Los niños se asomaban a ese mundo de gasas y tules a través de los barrotes de la escalera. Formaban parte del escenario, igual que el fuego de las chimeneas, sólo para hacer bonito, porque allí ni hacía frío ni se prestaba la menor atención a la presencia de esos tres elementos discordantes. Tom y Ernesto luchaban contra la presión de la pajarita y el jersey de punto, el picor de las medias de lana y el incómodo chasquido de las botas de charol. Aguantaban estoicamente las bromas de los mayores, las caricias de los desconocidos y esa manía de todos de alborotarles el pelo. Rosa Fe, en cambio, no tenía la obligación de salir a saludar. Podía pasarse la noche descalza, con las piernas colgando de la mesa de la cocina, embadurnada de azúcar y con las trenzas deshechas, que a nadie le importaba un comino. Pero eso sí, con una curiosidad malsana, salía de su escondite cuando se acercaba la medianoche y subía al primer piso para no perderse el vals con el que se abría el baile. «¿Me concede el honor?», le decían a veces Tom, a veces Ernesto, sus príncipes azules.

Todo esto se lo contó Tom a Clara una noche después del café, cuando Rosa Fe salió del salón y la española lo interrogó sobre su atípica amistad, más que evidente.

—Crecimos juntos —respondió él—. Rosa Fe, Ernesto y yo: tres hijos únicos y bastante solitarios. Estábamos muy unidos. Nos queríamos mucho.

—Dime, Tom —preguntó luego para comprobar hasta qué punto lo desconocía su madre—, ¿cuál es tu lugar preferido del mundo?

—Era.

—¿Ya no lo es?

—Hace quince años que no voy por allí. No he tenido valor para volver. —Miró a Clara—. Tal vez quieras verlo. Puede que contigo sea más fácil.

—No estamos hablando del lago Como, ¿verdad?

—No.

—De acuerdo, llévame contigo, Tom.

II

En un reportaje a todo color en una revista europea se hablaba de la maldición Bouvier como de una enfermedad hereditaria. «La desgracia se ceba con los ricos y poderosos», aseguraba el periodista citando a los Onassis, los Kennedy y los Agnelli en el mismo párrafo en el que relataba con auténtica crudeza el triste final de Luisa

Bouvier. «La joven y bella española —siempre estos tres calificativos para referirse a ella— fue hallada sin vida en la residencia familiar de los Hamptons, donde, al parecer, se había retirado voluntariamente al conocer su diagnóstico. De esta manera, la muerte temprana vuelve a sacudir las entrañas de una dinastía de viudos de vocación». Recordaba a Linda, a Juliet y a Gloria, las tres esposas de Thomas H. Bouvier, todas ellas fallecidas antes de cumplir los cuarenta; a la propia Greta, que enviudó en la mismísima noche de bodas, y, finalmente, a Tom, deshecho, deshilachado, anegado, con su pequeña hija, Carol, abrazada al cuello, viendo cómo se llevaban el cadáver de Luisa de aquella casa a la que no volverían jamás.

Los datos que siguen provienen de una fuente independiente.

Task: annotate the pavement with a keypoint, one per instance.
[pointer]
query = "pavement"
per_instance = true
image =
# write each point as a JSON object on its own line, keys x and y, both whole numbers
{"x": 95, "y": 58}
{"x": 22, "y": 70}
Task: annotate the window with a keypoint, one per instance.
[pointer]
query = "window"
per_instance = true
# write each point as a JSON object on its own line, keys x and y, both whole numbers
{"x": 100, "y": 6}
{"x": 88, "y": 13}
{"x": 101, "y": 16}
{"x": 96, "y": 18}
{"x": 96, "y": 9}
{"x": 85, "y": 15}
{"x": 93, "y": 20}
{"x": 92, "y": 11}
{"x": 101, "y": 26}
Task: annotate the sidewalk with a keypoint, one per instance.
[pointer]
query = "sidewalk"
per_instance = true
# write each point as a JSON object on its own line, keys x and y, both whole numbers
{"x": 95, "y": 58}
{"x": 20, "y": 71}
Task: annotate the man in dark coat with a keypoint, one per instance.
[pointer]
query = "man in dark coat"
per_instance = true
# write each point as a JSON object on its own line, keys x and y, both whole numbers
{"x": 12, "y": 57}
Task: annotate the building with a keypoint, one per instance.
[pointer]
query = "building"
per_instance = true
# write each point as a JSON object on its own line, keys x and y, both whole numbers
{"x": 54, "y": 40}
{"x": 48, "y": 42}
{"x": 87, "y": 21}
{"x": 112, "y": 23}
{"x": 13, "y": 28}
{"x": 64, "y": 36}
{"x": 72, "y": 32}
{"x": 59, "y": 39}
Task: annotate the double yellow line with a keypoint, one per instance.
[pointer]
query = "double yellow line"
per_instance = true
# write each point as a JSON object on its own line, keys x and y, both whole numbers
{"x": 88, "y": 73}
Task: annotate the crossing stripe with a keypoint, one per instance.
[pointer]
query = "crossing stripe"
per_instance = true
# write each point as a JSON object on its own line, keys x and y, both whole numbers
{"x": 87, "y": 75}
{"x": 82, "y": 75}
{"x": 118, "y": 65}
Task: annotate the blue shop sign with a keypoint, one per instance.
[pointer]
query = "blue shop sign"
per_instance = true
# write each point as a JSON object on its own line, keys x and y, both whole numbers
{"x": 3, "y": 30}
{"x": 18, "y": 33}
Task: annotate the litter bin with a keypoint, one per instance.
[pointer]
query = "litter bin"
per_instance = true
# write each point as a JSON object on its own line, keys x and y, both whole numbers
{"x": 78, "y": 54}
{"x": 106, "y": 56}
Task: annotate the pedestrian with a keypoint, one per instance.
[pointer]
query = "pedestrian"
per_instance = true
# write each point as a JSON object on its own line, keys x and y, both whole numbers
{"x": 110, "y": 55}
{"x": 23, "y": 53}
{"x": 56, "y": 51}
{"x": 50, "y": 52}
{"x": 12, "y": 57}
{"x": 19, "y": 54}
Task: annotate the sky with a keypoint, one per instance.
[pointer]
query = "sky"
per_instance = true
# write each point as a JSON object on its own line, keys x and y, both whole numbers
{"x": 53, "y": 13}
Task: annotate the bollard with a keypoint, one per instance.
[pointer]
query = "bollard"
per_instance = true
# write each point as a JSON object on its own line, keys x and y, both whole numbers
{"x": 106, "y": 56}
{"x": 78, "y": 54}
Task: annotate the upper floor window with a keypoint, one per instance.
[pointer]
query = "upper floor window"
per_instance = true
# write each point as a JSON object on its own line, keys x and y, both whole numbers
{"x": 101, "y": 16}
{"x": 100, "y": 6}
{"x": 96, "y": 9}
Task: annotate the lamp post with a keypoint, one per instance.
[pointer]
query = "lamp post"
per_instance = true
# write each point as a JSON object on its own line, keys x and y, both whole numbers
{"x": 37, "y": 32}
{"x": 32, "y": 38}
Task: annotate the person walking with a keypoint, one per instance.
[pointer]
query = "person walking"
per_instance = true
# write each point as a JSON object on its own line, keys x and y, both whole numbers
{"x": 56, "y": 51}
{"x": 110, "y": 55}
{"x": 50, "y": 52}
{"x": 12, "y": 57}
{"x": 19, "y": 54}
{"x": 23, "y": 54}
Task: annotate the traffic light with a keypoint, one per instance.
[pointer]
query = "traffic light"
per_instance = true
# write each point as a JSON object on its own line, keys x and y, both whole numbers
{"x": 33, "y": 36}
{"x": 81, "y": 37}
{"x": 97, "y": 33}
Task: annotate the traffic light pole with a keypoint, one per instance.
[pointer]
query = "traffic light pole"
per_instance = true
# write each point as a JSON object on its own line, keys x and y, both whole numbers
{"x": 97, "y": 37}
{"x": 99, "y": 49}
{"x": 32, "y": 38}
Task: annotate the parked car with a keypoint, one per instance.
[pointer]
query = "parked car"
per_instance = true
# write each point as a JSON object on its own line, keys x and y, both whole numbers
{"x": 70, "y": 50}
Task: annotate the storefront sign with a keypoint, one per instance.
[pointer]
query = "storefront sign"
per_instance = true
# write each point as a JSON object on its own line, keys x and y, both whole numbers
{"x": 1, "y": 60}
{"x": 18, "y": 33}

El tiempo había transformado el jardín en un sembrado de malas hierbas, la hiedra se había apoderado de los balcones, la buganvilla había cubierto la fachada entera de flores salvajes y el lentisco había conquistado el camino. El castillo de la Bella Durmiente era una casa de madera blanca con un tejado a dos aguas y un porche grande que daba al mar. El viento y la sal de quince años recorrían las paredes igual que las arrugas la piel de Tom. Rondaba los cincuenta Tom, y Clara, hasta ese momento, no había caído en la cuenta de que las extensiones de sus gestos hacia los ojos y hacia la comisura de los labios eran señales inequívocas de su edad y también la consecuencia de esa expresión perdida en algún punto del espacio invisible donde residían sus recuerdos. Ahora, debido a la claridad con la que contempló uno a uno todos los años con los que convivía Tom, confirmó de repente de que la suya era una sonrisa rotundamente triste.